Lo que sucede, y lo digo con un cierto tono de lamento, lo que sucede es que nuestro desarrollo en ocasiones va en dirección opuesta a lo «normal». Un bebé, en condiciones normales, expresa con total normalidad sus emociones y percibe las de los demás. Con el paso de los años, aprende a poner palabras y a nombrar esas emociones, lo que le habilita un instrumento valiosísimo de comunicación con el otro; pero parece que sutilmente se instala, también, un elemento «paralizante», ensordecedor. Como si colocásemos el «silenciador» en nuestra capacidad expresiva. Y eso toma cuerpo en ideas como vergüenza, recato, timidez… temores en definitiva a las consecuencias de nuestra propia capacidad expresiva.

La metáfora no crean que es casual. Espero que con el tiempo puedan ir comprendiendo que esas ideas y sentimientos de vergüenza, recato, timidez, inhibición… todas esas son los silenciadores que colocamos a nuestro instrumento expresivo para atenuar el sonido que produce, y ocultar, en ocasiones hasta de manera total, nuestros aspectos más naturales y comunicativos.

En todo proceso comunicador se dan elementos de dominio, de poder; e incluso de poderío. ¿Recuerdan su descubrimiento en clase cuando vieron lo que uno de los interlocutores se «veía forzado a hacer» como consecuencia de la «presión del otro»? Esto tiene que ver con el poder, con el dominio. Y es que ese aspecto de nuestra actividad profesional, nos da miedo. Creemos que no debemos mostrarlo, cuando por otro lado no dejamos de tenerlo y de manifestarlo. El problema no es nuestro poder, nuestro dominio de la comunicación, nuestro poderío —que proviene de nuestro saber hacer— el de nuestra experiencia profesional y humana.

El problema es su uso.

Uno puede usarlo para bien o para mal. Ahí está la clave. No en tenerlo, sino en cómo lo usamos. Y en ocasiones tenemos tanto miedo a usarlo (todos tenemos poder sobre el otro, ¿o es que creen que Uds., no tienen poder sobre mí?), que tememos nuestro abuso. Pero el miedo es usarlo para perjudicar al otro. Cierto que, en ocasiones, lo podemos perjudicar; pero también ayudar.
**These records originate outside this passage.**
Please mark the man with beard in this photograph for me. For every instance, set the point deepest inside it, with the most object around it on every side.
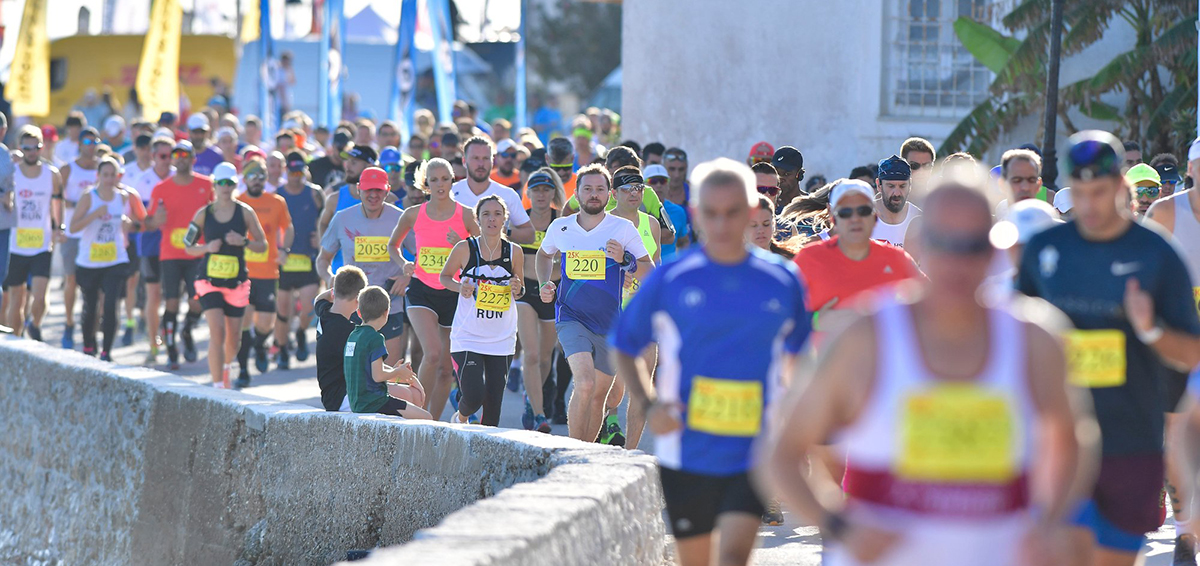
(263, 268)
(468, 192)
(892, 186)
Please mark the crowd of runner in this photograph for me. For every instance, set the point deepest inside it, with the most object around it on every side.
(933, 361)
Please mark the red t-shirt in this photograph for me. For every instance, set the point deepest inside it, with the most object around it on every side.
(181, 203)
(829, 274)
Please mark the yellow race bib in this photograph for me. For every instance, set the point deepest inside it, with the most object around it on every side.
(102, 253)
(586, 265)
(371, 250)
(30, 238)
(1096, 357)
(725, 407)
(222, 266)
(490, 296)
(431, 260)
(957, 433)
(257, 257)
(298, 264)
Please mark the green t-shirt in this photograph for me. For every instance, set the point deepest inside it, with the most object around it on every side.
(363, 348)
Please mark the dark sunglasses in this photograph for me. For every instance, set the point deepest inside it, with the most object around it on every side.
(958, 245)
(1152, 192)
(864, 211)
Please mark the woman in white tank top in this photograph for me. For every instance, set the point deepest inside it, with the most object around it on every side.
(102, 259)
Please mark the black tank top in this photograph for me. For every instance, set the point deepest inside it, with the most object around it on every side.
(227, 268)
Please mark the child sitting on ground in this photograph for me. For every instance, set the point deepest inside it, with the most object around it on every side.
(365, 371)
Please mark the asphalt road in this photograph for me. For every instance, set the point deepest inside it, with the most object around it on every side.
(792, 543)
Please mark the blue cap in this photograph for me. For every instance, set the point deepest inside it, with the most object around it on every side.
(894, 168)
(389, 156)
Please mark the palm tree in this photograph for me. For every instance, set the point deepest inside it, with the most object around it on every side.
(1157, 74)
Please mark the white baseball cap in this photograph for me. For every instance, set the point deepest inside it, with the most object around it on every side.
(654, 170)
(1024, 221)
(114, 126)
(225, 172)
(197, 121)
(851, 186)
(1062, 200)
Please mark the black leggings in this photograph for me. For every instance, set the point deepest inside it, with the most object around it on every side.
(477, 391)
(94, 281)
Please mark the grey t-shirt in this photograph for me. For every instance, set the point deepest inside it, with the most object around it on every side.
(364, 245)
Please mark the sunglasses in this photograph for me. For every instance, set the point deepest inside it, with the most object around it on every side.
(847, 212)
(958, 245)
(1152, 192)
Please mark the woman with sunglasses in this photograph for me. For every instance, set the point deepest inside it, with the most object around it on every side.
(223, 283)
(439, 224)
(535, 318)
(101, 221)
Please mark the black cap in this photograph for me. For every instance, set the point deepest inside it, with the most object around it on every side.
(787, 157)
(364, 152)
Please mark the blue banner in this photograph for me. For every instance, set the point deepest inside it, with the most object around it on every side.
(337, 60)
(443, 58)
(519, 97)
(268, 71)
(403, 71)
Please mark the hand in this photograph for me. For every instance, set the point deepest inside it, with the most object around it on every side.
(868, 543)
(1139, 307)
(615, 251)
(467, 288)
(664, 417)
(547, 291)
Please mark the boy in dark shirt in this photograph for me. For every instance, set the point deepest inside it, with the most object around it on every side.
(365, 371)
(336, 319)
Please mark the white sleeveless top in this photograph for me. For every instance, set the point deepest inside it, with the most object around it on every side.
(102, 242)
(894, 233)
(81, 181)
(31, 234)
(929, 449)
(480, 324)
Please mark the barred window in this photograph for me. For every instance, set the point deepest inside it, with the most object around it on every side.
(930, 74)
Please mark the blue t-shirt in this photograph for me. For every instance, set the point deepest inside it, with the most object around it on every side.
(679, 221)
(720, 329)
(1086, 281)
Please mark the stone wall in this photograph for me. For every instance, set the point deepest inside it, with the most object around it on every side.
(106, 464)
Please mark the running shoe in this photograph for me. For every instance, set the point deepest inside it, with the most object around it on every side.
(69, 338)
(189, 345)
(130, 327)
(1185, 551)
(774, 515)
(527, 417)
(541, 425)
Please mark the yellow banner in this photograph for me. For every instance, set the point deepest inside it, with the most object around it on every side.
(159, 72)
(29, 82)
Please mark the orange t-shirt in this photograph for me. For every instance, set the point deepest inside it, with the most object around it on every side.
(828, 274)
(273, 214)
(181, 203)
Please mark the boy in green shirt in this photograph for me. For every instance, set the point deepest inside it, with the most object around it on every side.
(365, 371)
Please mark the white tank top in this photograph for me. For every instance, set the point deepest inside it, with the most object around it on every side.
(79, 182)
(483, 324)
(102, 242)
(894, 233)
(928, 449)
(31, 234)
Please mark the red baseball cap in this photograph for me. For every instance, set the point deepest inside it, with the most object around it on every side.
(761, 151)
(373, 179)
Ahí esta nuestro miedo. El nuestro y el de todos. Aunque temo más a quien dice no tener poder, quien dice no perjudicar a nadie porque sólo hace uso de sus «derechos». El uso adecuado de nuestras capacidades de dominio, de poder, debería ser la única guía de nuestros actos. El uso sin dañar. El uso para ayudar.
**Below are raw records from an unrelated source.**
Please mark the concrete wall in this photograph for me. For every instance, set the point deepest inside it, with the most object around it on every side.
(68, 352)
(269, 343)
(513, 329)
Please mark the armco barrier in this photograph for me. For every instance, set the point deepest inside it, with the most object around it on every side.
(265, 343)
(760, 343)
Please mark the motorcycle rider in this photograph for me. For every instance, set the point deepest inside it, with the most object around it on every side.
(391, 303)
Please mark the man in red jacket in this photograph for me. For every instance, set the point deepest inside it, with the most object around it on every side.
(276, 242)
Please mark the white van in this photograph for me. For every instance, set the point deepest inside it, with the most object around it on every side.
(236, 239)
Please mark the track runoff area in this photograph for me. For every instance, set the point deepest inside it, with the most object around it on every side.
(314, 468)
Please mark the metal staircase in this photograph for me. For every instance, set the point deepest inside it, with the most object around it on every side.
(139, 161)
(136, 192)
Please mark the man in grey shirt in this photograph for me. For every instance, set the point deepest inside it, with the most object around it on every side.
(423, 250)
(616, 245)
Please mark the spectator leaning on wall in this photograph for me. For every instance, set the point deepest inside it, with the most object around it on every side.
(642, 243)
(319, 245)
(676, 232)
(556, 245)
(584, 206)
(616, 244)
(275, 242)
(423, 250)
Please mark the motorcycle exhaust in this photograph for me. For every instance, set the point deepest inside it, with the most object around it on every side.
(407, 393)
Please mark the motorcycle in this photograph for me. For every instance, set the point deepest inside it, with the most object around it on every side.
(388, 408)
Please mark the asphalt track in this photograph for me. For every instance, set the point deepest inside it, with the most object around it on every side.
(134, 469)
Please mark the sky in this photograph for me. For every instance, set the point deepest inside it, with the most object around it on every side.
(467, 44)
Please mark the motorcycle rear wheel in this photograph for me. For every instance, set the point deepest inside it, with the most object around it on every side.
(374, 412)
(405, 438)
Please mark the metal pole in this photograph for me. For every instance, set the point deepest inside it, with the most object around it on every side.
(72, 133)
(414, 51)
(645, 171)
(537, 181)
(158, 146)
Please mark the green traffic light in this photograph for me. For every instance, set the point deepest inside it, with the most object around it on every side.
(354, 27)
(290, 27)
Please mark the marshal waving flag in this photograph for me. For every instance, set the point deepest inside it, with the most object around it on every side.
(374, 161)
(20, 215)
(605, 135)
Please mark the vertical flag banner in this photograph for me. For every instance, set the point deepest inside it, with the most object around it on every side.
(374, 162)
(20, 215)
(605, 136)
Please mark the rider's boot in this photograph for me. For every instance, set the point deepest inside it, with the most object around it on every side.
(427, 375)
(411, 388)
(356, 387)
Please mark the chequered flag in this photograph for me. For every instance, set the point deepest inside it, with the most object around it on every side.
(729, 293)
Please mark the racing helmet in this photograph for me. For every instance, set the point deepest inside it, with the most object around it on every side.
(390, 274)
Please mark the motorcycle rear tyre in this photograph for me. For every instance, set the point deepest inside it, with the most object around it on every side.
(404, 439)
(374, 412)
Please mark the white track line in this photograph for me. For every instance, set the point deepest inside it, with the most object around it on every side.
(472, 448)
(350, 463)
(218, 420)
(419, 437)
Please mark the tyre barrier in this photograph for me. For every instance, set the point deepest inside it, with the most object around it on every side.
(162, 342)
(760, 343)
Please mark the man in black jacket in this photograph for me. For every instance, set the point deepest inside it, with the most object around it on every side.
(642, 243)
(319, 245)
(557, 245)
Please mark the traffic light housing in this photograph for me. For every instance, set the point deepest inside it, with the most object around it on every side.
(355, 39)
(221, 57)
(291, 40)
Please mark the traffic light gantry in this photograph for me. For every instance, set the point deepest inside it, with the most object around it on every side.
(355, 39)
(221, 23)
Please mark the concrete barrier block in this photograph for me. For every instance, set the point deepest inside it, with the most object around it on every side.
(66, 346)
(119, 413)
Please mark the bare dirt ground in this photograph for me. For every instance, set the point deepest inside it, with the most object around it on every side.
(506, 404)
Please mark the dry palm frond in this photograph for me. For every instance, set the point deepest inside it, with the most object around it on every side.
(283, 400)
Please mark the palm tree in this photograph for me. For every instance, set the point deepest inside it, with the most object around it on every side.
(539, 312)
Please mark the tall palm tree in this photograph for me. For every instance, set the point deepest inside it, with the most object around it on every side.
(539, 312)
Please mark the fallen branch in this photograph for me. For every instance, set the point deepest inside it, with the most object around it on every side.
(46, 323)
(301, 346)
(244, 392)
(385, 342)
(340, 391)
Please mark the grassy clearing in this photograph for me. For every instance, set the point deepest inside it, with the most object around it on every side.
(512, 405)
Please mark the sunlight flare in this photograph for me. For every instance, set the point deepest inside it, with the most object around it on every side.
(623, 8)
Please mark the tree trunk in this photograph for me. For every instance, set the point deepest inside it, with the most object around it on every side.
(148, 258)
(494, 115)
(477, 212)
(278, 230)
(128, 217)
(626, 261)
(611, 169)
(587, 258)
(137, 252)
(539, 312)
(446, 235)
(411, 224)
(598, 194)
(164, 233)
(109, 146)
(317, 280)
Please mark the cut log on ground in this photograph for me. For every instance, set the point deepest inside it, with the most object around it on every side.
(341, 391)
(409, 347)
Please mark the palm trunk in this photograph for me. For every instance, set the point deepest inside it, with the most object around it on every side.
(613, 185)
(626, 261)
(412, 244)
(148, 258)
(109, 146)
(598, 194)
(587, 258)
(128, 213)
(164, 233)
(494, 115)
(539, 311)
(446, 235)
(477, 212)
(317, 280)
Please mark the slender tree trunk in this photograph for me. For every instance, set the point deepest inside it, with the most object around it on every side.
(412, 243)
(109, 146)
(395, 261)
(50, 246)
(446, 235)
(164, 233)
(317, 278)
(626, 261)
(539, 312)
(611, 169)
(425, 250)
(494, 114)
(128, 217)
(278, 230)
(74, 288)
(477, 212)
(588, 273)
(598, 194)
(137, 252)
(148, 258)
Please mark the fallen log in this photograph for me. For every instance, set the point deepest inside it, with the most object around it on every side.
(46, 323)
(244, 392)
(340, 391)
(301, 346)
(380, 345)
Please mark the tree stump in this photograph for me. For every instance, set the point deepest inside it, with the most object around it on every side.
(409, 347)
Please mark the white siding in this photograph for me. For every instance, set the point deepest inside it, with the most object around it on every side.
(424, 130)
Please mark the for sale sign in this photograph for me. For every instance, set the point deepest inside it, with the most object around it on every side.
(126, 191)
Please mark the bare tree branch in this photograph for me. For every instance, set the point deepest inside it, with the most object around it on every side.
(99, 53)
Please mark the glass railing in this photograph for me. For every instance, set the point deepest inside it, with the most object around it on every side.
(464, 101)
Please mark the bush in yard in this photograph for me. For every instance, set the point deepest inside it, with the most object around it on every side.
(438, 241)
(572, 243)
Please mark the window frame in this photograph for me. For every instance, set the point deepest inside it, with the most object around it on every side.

Y en ese uso está el acoplamiento al otro. Me acoplo para que el uso de mi poder, de mis habilidades, sea tal que le posibilite una experiencia significativa, una experiencia que le pueda permitir comenzar a creer en sus propias capacidades, en sus propios recursos. Que le permita ser capaz de conectarse con sus propios sentimientos y, entendiéndolos, comprendiéndolos, los pueda utilizar para su propio desarrollo; es decir, para poder ir alcanzando niveles estructurales superiores que le posibiliten vivir mejor consigo mismo y con los que le rodean; y contribuyendo al beneficio de la sociedad a la que pertenece.

Todos, en este sentido, nos debemos al grupo humano del que procedemos. Lo que aprendimos de él debe poder ser devuelto, tras la transformación que la experiencia personal de cada uno le ha aportado, a la sociedad que nos acogió desde nuestra concepción.